豫国伯府说不定也找到了线索,将目标瞄准了墓地。趁着衙役集合的时间,晏同殊写了一封公文,让人交给新任神卫军都指挥使,请求协助。

新任神卫军都指挥使卓越据说是个读书少,但很爽朗的人,只听军令,不听其他的。这样的人,她的手令可能调不动,若是她等卓越拿着手令,请示等批复,那就晚了。

她不能等。

晏同殊深呼吸一口气,整肃装备,骑马带着衙役,快马一刻不停地穿过城门,朝着高盛梅的墓地疾驰而去。

开封府一众人还没到墓地就看到有人正在掘高盛梅的坟。那些人浑身筋肉虬结,双眼凶煞,蒙着面,腰配利器。班头当即留下两人护住晏同殊,自己挺身向前,厉声高喝:“开封府办案,尔等何人?速速住手,束手就擒!”

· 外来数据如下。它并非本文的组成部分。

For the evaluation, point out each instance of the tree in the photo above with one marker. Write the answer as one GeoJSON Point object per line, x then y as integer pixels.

话音未落,对面二十余人骤然转身,齐刷刷抽出兵刃。很显然,在东西挖出来之前,他们宁死不退。班头表情凝重,开封府的衙役只是寻常差人,并不是身经百战的军人。但是对面的人,一看体格就知道绝对是经过严格专业训练的。但是,哪怕再怕,也不能退。

他们是开封府的兵。

是开封府的人。

那可是开封府啊!!!

班头虎目圆睁,大喊一声:“跟我上!”

衙役们齐声高喝:“是!”

郊野长风呼啸,卷起墓地纸钱。

晏同殊死死攥紧缰绳,紧盯着战局。一旦局势不佳,她随时准备下令撤退。她又不傻。

要是真打不过,干嘛拿开封府人的命去填,证据丢了,大不了以后再找嘛,人,才是最重要的。

几瞬之后,眼看差距有点大,再打下去,开封府就要出现伤亡。晏同殊当即举手:“撤一一”

刚开了个音,一支白羽箭破空而至,直取蒙面人面门,蒙面人挥刀去挡,叮的一声,箭矢落地,班头一看,趁此良机,长刀猛然刺入对方腹部。“上!”

随着一声冷峻的喝令响起,马蹄如雷,甲胄铿锵,无数神卫军冲了过去。晏同殊蓦然回首。

孟铮端坐马上,目光如鹰隼般锁定前方,他下颌线紧绷,周身锐气凛然,他手中长剑,剑锋冷冽,映着天际阴云。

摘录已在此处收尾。